Les conditions d’immigration, de séjour et d’obtention de la nationalité en France seront désormais durcies. Après un vote favorable du Sénat, l’Assemblée nationale a approuvé mardi dernier la loi sur l’immigration, au grand bonheur de l’extrême droite, au grand dam des macronistes. Le Royaume, deuxième pays dont sont issus les immigrés sur le sol français, risque d’être directement impacté par de telles mesures qui, jusqu’à ce que le texte soit promulgué par Macron, peuvent encore être retoquées par les Sages.
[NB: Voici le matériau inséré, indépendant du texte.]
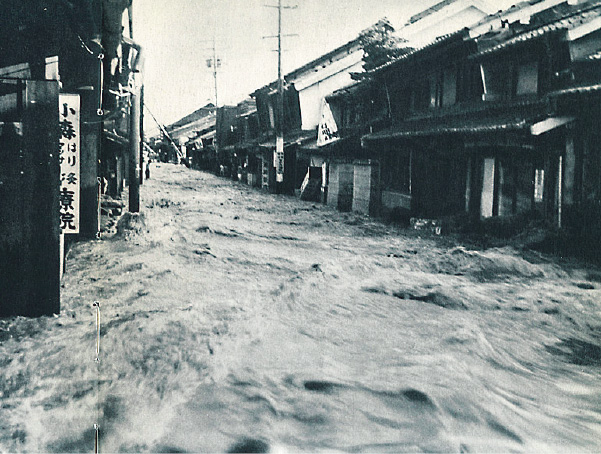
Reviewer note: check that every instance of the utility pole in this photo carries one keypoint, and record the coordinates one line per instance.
(215, 63)
(279, 138)
(134, 122)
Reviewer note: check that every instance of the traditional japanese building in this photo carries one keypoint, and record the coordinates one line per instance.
(488, 125)
(54, 98)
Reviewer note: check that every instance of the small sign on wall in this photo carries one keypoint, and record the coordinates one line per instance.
(539, 184)
(69, 158)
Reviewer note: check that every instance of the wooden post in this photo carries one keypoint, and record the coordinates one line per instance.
(134, 152)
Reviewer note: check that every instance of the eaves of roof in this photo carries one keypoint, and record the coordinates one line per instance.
(568, 22)
(587, 89)
(438, 41)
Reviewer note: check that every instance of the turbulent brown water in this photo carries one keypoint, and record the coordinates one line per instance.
(234, 320)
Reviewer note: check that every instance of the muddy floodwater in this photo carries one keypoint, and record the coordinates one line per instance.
(236, 320)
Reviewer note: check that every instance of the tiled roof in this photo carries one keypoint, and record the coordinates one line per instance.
(194, 116)
(594, 56)
(429, 11)
(458, 124)
(576, 90)
(554, 22)
(440, 39)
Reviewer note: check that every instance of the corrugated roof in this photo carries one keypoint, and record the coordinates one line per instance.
(430, 11)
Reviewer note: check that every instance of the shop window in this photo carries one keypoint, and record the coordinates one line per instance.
(527, 79)
(449, 87)
(496, 77)
(396, 172)
(539, 185)
(421, 94)
(271, 116)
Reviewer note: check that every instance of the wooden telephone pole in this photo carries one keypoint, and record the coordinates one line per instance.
(279, 137)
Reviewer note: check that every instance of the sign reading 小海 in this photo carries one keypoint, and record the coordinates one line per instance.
(278, 159)
(69, 158)
(328, 129)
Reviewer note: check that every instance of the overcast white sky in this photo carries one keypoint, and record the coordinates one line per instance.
(177, 36)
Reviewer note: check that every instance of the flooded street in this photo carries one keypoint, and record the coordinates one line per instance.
(237, 320)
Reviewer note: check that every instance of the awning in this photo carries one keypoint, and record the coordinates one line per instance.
(587, 89)
(114, 137)
(433, 127)
(295, 138)
(208, 135)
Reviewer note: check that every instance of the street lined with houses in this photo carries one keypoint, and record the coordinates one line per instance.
(392, 247)
(232, 318)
Le Parlement français a approuvé mardi 19 décembre la loi sur l’immigration, un texte soutenu par le Rassemblement national (RN), suscitant des réactions controversées. Une victoire parlementaire pour Emmanuel Macron, commentent certains médias français. Ses conséquences politiques elles risquent de peser lourd. Une profonde fracture s’ouvre au sein de la majorité, une partie s’étant détournée du texte à la dernière minute.
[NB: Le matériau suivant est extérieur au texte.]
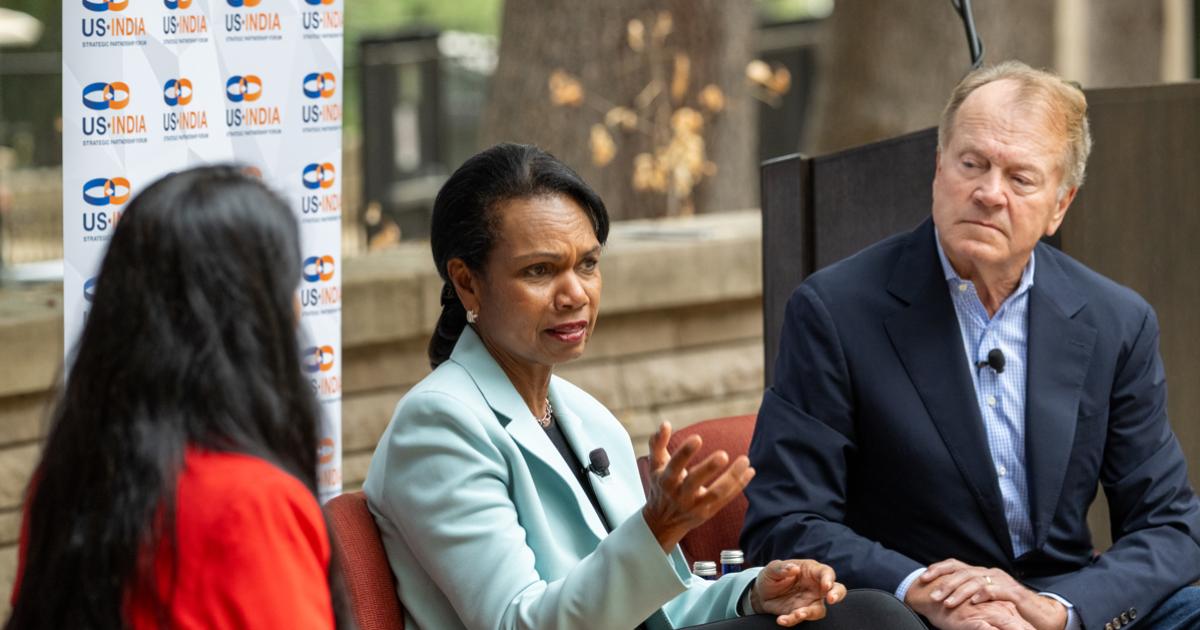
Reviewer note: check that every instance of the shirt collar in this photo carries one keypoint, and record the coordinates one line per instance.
(952, 276)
Pour le parti de Marine Le Pen, c’est une «incontestable victoire idéologique du RN». La gauche crie à la «compromission» avec l’extrême droite. ONG et syndicats dénoncent un texte, qui est selon eux «le plus régressif depuis 40 ans». C’est en effet pour les commentateurs de gauche, «le vote de la honte». Plusieurs dispositions pourraient, cependant, être retoquées par les Sages et disparaître du texte avant qu’il ne soit promulgué par Emmanuel Macron.

Le projet de loi, promis par le président français durant sa campagne de 2022 et voté par 349 députés (186 contre), durcit de fait les conditions d’immigration dans le but d’«améliorer l’intégration». Travailleurs sans-papiers, étudiants étrangers, résidents non-européens, demandeurs de regroupement familial, … ils sont 7 millions d’immigrés [selon les données 2022 de l’Insee] à être concernés par cette mesure.

La France, encore une terre d’accueil ?

Jeu de miroir ou jeu de dupes dans une France qui se droitise ? © Damien GLEZ

En 2022, près de la moitié (48,2%) des immigrés vivant en France étaient nés sur le continent africain. L’Algérie et le Maroc sont les principaux pays. Plus que cela, le Royaume est le pays le plus concerné par cette nouvelle loi au vu du nombre important d’étudiants marocains qui poursuivent (ou souhaitent poursuivre) leur parcours universitaire dans l’Hexagone. En 2021, près de 50.000 ressortissants marocains étaient inscrits dans un établissement d’enseignement supérieur français (avec une hausse de 22% depuis 2016).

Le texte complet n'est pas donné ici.